Let's see the effect of the strength of the regularization on the data.

In [None]:
hPolyFitLasso = lambda λ: PlotPolyFitLasso(vX, vY, vP = vP, P = 15, λ = λ)
lamSlider = FloatSlider(min = 0, max = 1, step = 0.001, value = 0, readout_format = '.4f', layout = Layout(width = '30%'))
interact(hPolyFitLasso, λ = lamSlider)
plt.show()

* <font color='red'>(**?**)</font> How do you expect the ${R}^{2}$ score to behave with increasing $\lambda$?

## Lasso Path for Feature Importance

The _rise_ of a feature is similar to the correlation of the feature.  
Hence we cen use the _Lasso Path_ for feature selection / significance.

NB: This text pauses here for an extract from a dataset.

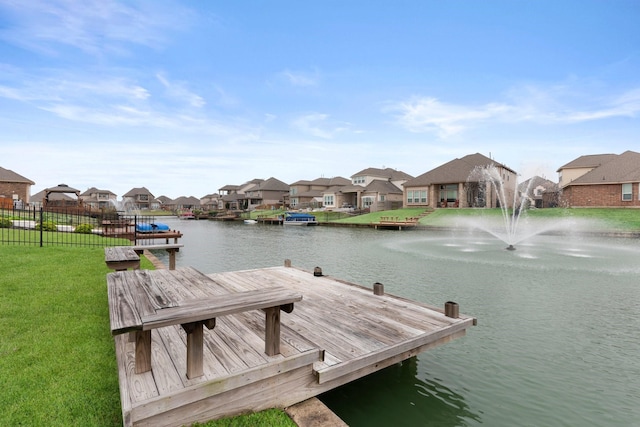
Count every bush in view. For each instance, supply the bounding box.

* <font color='brown'>(**#**)</font> The LASSO checks the conditional correlation. Namely the specific combination of the features.  
  While selection based on correlation is based on marginal correlation. Namely the value of specific feature (Its mean or other statistics).  
  In practice, LASSO potentially can make a good selection when there are inter correlations between the features.
* <font color='brown'>(**#**)</font> See [Partial / Conditional Correlation vs. Marginal Correlation](https://stats.stackexchange.com/questions/77318).

In [None]:
# Data from https://gist.github.com/seankross/a412dfbd88b3db70b74b
# mpg - Miles per Gallon
# cyl - # of cylinders
# disp - displacement, in cubic inches
# hp - horsepower
# drat - driveshaft ratio
# wt - weight
# qsec - 1/4 mile time; a measure of acceleration
# vs - 'V' or straight - engine shape
# am - transmission; auto or manual
# gear - # of gears
# carb - # of carburetors
dfMpg = pd.read_csv('https://github.com/FixelAlgorithmsTeam/FixelCourses/raw/master/DataSets/mtcars.csv')
dfMpg

In [None]:
# Data for Analysis
# The target data is the fuel consumption (`mpg`).
dfX = dfMpg.drop(columns = ['model', 'mpg'], inplace = False)
dfX = (dfX - dfX.mean()) / dfX.std() #<! Normalize
dsY = dfMpg['mpg'].copy() #<! Data Series

In [None]:
# LASSO Path Analysis

alphasPath, coefsPath, *_ = lasso_path(dfX, dsY)
# alphasPath, coefsPath, *_ = lars_path(dfX, dsY, method = 'lasso')

In [None]:
# Display the LASSO Path

hF, hA = plt.subplots(figsize = (16, 8))
hA.plot(alphasPath, np.abs(coefsPath.T), lw = 2, label = dfX.columns.to_list())
hA.set_title('The Lasso Path')
hA.set_xlabel('$\lambda$')
hA.set_ylabel('Coefficient Value (${w}_{i}$)')
hA.legend()
plt.show()


* <font color='brown'>(**#**)</font> Feature selection can be an objective on its own. For instance, think of a questionary of insurance company to assess the risk of the customer.  
  Achieving the same accuracy in the risk assessment with less questions (Features) is valuable on its own.  
  See [Why LASSO for Feature Selection](https://stats.stackexchange.com/questions/367155).
* <font color='brown'>(**#**)</font> Usually it is better to use the _correlation_ method for _feature filtering_, dropping features, and LASSO like method for _feature selection_.